Scientists have proven that computer games don't affect gamers' mentalities, but there are exceptions

Scientists have proven that computer games don't affect gamers' mentalities, but there are exception

Students at the Oxford Internet Institute conducted a study that examined the behaviour of 400,000 gamers and found that computer games were not harmful to human mental health, unless the game became a subject of dependence.

The authors of the study failed to find a causal link between the games and the mental health of gamers, regardless of the game genre. However, Professor Andrew Pshibulski, a senior researcher of the Institute, pointed out that there is a clear difference between the gamers who play and the players.
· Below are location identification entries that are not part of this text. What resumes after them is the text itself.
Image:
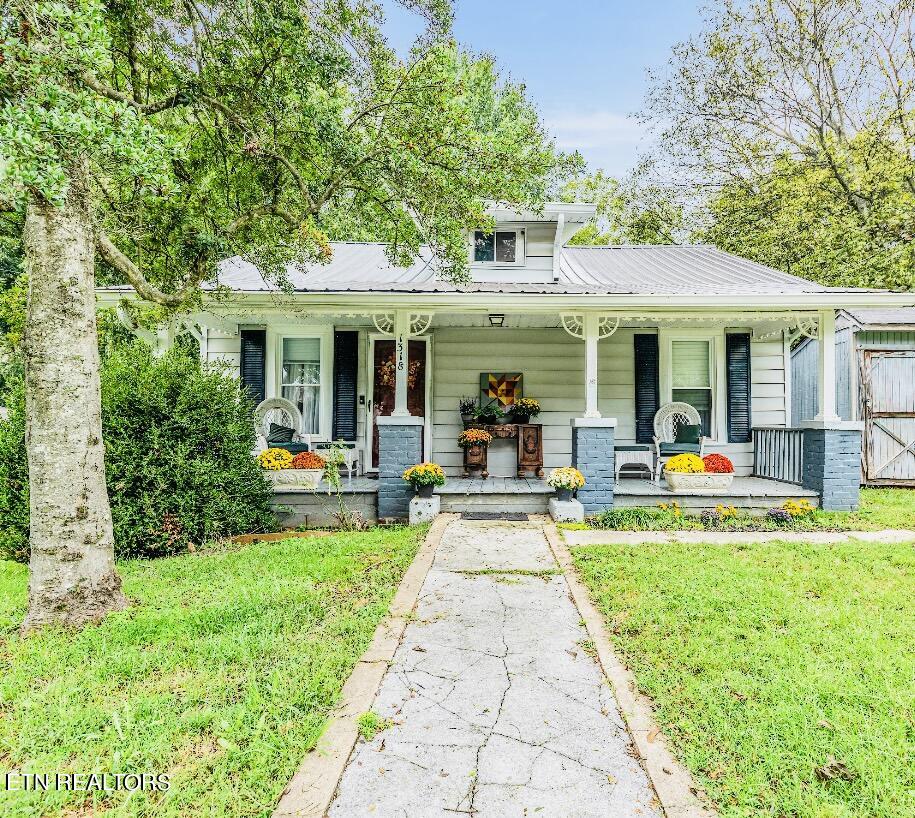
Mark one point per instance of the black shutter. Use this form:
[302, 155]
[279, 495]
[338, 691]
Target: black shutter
[647, 391]
[737, 346]
[346, 359]
[253, 362]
The study included games of various genres: Animal Crossing Life Simulator: New Horizons, the Gran Turismo Sport race simulation, and online hits, including Apex Legends and Eve Online.
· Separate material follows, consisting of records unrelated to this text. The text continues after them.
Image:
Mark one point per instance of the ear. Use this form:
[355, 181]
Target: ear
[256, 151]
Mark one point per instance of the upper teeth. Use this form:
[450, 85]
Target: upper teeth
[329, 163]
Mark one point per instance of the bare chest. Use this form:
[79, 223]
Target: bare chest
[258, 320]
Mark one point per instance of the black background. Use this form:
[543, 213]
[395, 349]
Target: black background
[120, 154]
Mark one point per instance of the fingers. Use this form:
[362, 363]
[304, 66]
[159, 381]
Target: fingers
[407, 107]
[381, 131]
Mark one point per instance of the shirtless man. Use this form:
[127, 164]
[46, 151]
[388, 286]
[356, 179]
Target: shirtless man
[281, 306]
The research done by Oxford scientists is unique for many reasons; in earlier projects, gamers have been asked to keep diaries in which they described their experiences, but this time they have authorized the collection of real-time game data. It is also impressive to have a sample of 40,000 people. However, it is not enough, I'm sure Professor Pshigilski: scientists have still gained access to a limited set of data, and there are many more gamers in the world. According to his calculations, computer games attract about a billion people, and there are about 3,000 projects on the Nintendo platform alone, and to draw conclusions based on seven games similar to the study of a supermarket based on seven products on shelves.

It is also worth noting that scientists had to negotiate directly with gamers because Sony, Microsoft and Nintendo have a fairly complex relationship with developers, who would find it difficult to convince that the research is primarily in the interest of the players themselves. The data belong to gamers, not to platforms and not to developers, and researchers would move quickly to collect data directly from the platforms.

," concluded Professor Pshibulski.

The results of the study were published in Royal Society Open Science.